La Nature et l’Homme


Nature, je reviens à vous sur toutes choses,
Je vous revois, je vous reprends, je me repose
Comme un promeneur las qui trouve sa maison,
— Je ne veux plus aimer que vos quatre saisons
Qui sont toute la joie et toute l’innocence ;
Nature, rendez-nous les matins de l’enfance ;
La vie était heureuse et pleine de vigueur,
L’air abondant et vif se donnait comme un cœur ;
La route était si grande et pourtant familière.
Au travers des fourrés et des fossés, le lierre

Se traînait pour venir ramper sur le chemin ;
L’herbe fleurie était à la hauteur des mains,
On était près du champ, du sable, des insectes ;
Le buisson de lilas que la rosée humecte
Laissait pleuvoir sur nous ses bourgeons et son eau,
On était un feuillage où chantaient des oiseaux ;
— À force de toucher et d’aimer la verdure
On connaissait très bien toutes les découpures
Des plantes qui luisaient au gazon du jardin.
On était attendri de voir que, sans dédain,
Les arbres supportaient autour des branches torses
Les petites fourmis qui couraient sur l’écorce.
Le bois jetait au loin ses parfums et son bruit ;
Comme les pépins sont enveloppés du fruit
Nos cœurs étaient vêtus de ta chair odorante,
Tu ne faisais pas peur, Nature aux mains offrantes,
Notre candeur plaisait à ta simplicité ;
Tu nous laissais jouer sans crainte avec l’été
Et mordre tes bourgeons, ton herbe, ton feuillage
Comme font les chevreaux qu’on mène au pâturage.

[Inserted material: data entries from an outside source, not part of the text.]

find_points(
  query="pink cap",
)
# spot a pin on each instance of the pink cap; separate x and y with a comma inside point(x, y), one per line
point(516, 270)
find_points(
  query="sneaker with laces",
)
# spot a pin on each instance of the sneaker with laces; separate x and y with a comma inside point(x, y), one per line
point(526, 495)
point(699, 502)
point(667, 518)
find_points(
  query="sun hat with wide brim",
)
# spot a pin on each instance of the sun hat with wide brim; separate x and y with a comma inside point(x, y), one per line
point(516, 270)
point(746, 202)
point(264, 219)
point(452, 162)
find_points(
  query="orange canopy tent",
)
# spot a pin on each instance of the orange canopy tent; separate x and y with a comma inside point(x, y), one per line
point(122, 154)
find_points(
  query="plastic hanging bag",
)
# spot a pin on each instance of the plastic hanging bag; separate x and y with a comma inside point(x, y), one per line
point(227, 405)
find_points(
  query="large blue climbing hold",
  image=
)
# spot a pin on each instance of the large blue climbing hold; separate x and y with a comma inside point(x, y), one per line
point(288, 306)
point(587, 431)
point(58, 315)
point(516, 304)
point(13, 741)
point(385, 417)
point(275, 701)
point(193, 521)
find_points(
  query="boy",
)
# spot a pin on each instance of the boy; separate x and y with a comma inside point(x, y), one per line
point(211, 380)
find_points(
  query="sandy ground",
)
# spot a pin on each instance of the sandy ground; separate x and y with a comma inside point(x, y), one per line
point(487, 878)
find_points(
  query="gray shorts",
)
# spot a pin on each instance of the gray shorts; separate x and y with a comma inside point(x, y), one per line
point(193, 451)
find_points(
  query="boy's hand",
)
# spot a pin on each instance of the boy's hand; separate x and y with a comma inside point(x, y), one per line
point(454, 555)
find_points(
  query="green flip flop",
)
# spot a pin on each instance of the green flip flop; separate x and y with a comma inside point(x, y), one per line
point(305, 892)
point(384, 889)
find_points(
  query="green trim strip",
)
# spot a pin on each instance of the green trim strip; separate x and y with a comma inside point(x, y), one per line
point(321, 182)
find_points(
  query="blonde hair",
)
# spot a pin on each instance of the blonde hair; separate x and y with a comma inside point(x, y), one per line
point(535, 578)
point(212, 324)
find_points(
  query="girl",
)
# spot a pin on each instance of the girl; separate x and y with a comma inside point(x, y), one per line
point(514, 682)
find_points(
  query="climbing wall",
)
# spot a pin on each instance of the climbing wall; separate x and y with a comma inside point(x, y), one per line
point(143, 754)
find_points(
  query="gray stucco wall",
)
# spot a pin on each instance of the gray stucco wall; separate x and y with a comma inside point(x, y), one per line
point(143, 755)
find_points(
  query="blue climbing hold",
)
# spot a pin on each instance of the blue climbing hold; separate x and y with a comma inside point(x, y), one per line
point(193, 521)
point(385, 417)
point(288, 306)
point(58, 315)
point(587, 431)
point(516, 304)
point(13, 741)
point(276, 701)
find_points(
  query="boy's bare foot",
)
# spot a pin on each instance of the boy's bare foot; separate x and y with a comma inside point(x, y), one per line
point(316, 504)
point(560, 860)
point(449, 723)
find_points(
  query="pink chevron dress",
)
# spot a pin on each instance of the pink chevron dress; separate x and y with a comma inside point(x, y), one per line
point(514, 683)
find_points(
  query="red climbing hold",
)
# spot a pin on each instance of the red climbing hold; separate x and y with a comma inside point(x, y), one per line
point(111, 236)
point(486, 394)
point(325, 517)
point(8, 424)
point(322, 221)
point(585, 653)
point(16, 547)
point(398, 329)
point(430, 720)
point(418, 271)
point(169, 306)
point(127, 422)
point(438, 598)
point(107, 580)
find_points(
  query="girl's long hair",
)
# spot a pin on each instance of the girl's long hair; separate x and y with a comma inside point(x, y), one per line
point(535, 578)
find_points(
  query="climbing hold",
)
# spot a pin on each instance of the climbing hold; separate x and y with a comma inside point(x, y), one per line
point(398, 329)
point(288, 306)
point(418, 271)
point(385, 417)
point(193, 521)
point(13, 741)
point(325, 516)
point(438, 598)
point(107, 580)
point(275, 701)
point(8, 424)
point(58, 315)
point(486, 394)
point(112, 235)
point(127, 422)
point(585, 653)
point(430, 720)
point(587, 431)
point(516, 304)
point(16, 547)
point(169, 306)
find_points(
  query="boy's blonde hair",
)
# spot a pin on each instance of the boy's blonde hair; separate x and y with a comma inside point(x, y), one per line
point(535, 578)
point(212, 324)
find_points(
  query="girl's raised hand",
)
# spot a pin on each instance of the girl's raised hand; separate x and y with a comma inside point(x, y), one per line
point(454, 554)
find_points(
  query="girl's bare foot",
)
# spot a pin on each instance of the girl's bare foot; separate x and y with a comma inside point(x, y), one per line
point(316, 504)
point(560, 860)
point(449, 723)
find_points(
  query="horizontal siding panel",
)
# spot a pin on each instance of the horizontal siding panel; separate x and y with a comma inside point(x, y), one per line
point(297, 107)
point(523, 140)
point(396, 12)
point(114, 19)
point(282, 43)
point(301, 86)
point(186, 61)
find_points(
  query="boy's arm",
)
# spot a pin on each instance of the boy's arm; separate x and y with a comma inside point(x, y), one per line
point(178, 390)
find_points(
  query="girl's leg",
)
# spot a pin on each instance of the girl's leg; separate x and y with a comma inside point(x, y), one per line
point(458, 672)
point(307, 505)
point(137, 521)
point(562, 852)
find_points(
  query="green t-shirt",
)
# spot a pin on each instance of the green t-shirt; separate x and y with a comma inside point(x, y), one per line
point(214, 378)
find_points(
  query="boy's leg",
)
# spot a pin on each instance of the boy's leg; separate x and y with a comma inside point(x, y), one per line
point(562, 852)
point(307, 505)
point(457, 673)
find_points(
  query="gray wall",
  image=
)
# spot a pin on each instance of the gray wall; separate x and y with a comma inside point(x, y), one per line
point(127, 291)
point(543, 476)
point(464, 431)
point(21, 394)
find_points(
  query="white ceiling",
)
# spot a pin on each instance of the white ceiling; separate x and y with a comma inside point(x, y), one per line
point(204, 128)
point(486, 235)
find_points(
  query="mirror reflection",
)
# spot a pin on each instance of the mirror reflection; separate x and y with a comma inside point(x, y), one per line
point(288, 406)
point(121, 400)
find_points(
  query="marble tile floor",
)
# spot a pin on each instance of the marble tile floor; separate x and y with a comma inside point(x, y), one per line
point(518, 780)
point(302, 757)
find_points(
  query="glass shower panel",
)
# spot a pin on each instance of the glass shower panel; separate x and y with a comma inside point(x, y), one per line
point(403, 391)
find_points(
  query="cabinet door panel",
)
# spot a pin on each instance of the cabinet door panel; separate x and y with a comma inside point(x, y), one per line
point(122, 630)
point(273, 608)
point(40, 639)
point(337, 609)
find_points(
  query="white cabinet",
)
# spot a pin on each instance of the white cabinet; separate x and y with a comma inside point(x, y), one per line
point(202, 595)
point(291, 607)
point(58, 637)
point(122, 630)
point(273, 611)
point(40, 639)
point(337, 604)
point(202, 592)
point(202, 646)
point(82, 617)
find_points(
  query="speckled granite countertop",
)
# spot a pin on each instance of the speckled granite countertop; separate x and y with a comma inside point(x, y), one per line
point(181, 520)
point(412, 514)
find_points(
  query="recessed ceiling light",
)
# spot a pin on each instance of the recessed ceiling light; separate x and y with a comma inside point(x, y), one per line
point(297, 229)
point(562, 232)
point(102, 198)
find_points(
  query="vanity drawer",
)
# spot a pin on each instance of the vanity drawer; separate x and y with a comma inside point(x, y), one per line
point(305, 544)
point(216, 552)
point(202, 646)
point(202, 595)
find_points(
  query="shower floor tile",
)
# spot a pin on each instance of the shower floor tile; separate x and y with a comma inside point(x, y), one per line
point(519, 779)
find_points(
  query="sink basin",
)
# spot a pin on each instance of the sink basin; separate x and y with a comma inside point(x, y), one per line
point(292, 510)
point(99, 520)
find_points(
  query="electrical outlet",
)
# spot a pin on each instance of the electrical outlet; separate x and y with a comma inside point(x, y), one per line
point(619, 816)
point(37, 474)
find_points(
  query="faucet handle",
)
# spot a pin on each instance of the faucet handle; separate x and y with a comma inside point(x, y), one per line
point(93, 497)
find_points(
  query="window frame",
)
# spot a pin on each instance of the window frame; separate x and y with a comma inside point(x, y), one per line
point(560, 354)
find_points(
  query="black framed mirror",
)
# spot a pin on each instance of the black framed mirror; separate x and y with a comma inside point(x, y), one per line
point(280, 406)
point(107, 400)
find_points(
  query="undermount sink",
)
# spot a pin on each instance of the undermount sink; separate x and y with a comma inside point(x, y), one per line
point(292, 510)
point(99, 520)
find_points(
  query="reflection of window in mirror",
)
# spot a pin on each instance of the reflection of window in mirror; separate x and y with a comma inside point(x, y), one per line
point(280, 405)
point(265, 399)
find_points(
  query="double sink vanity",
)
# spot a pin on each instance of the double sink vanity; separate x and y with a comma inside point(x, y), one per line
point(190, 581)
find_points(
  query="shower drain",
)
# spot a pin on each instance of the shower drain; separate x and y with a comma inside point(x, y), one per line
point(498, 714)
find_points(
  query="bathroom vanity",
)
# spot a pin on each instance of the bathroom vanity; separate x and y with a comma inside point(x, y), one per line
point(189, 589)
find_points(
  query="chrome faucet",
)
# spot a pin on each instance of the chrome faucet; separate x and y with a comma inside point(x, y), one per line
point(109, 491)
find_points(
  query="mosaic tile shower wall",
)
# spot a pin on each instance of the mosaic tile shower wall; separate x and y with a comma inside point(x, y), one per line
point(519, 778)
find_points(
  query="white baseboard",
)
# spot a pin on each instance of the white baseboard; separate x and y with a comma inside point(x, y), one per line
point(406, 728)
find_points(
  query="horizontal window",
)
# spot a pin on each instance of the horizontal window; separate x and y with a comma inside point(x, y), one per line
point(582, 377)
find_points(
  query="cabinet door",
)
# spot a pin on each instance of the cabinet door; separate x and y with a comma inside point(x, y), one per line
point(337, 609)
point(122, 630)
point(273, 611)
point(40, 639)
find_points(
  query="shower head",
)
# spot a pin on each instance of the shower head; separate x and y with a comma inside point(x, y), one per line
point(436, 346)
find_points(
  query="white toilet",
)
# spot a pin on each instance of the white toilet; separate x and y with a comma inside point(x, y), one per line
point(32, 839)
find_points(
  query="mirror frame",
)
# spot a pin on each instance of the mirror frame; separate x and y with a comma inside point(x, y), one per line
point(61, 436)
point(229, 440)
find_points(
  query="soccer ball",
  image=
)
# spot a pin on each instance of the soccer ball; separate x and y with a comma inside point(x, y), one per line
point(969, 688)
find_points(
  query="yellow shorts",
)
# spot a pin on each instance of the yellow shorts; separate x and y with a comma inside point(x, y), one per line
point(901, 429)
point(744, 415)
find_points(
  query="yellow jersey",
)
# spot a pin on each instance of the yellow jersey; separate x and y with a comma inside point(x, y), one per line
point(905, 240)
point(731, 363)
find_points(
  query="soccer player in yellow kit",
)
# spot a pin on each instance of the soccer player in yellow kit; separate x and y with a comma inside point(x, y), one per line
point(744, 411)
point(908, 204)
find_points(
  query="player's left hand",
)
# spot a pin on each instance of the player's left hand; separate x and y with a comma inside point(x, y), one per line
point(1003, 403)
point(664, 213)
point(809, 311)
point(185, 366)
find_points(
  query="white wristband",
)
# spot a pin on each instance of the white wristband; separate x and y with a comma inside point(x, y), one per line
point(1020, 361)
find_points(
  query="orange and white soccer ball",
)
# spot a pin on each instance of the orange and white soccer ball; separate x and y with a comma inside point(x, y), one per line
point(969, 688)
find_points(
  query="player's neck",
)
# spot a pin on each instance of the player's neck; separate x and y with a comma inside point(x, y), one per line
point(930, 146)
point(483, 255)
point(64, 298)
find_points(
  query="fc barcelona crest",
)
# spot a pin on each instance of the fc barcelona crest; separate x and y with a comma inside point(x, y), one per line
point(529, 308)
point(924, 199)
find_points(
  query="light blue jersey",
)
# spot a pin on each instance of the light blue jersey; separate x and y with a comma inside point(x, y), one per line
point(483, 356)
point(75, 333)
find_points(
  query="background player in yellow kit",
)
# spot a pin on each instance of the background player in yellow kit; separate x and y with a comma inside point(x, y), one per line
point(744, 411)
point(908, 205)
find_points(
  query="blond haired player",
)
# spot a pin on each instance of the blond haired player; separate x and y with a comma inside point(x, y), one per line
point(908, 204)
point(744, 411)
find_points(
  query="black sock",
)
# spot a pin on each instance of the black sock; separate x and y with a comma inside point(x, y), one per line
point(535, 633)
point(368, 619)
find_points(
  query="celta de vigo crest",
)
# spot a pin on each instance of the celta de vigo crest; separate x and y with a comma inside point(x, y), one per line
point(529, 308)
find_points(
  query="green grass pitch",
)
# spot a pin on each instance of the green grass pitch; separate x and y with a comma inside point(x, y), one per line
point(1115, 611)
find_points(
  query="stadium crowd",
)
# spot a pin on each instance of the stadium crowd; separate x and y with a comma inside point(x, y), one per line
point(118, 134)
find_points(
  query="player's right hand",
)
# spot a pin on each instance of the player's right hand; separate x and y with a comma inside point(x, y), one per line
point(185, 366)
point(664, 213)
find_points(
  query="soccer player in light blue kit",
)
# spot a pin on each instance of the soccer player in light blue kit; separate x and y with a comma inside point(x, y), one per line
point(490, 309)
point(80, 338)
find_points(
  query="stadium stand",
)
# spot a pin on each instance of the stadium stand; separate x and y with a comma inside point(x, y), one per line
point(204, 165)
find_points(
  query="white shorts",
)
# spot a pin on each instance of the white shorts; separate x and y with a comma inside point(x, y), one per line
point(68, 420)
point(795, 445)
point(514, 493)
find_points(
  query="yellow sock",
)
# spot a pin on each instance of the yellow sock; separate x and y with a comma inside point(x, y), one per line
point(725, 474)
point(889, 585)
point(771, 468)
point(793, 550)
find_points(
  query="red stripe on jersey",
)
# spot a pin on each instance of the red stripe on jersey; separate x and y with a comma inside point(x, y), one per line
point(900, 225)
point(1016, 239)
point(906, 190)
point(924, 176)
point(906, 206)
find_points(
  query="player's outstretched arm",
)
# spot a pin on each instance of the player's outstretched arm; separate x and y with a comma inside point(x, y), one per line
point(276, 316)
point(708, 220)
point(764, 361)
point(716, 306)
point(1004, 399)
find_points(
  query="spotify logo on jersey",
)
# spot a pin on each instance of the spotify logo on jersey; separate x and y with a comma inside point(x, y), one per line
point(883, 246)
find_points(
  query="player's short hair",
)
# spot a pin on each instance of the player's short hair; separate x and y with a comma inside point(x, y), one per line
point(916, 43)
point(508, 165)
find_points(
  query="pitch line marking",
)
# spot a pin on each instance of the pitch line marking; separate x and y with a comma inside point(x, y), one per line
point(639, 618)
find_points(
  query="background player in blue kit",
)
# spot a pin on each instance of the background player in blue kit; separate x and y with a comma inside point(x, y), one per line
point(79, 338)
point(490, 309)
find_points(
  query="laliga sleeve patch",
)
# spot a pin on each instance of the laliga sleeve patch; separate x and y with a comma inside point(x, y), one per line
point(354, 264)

Parfois dans la douceur auguste de ta paix
Une branche de ronce ou de mûrier rompait
Quand nous avions beaucoup parcouru les ravines :
On ne se faisait pas de mal à tes épines,
On pressait contre soi la haie et le buisson
Pour détacher la feuille où le colimaçon
Avait posé sa ronde et luisante coquille.
On cueillait tes pavots, tes bleuets, tes jonquilles,
On croyait que ton ciel et que ton mois de mai
Avait un cœur soigneux et chaud qui nous aimait,
Et que ton âme simple et bonne était encline
À fleurir et verdir les petites collines ;
On vivait confiant et serré contre toi
Comme les nids qui sont au soleil sous les toits…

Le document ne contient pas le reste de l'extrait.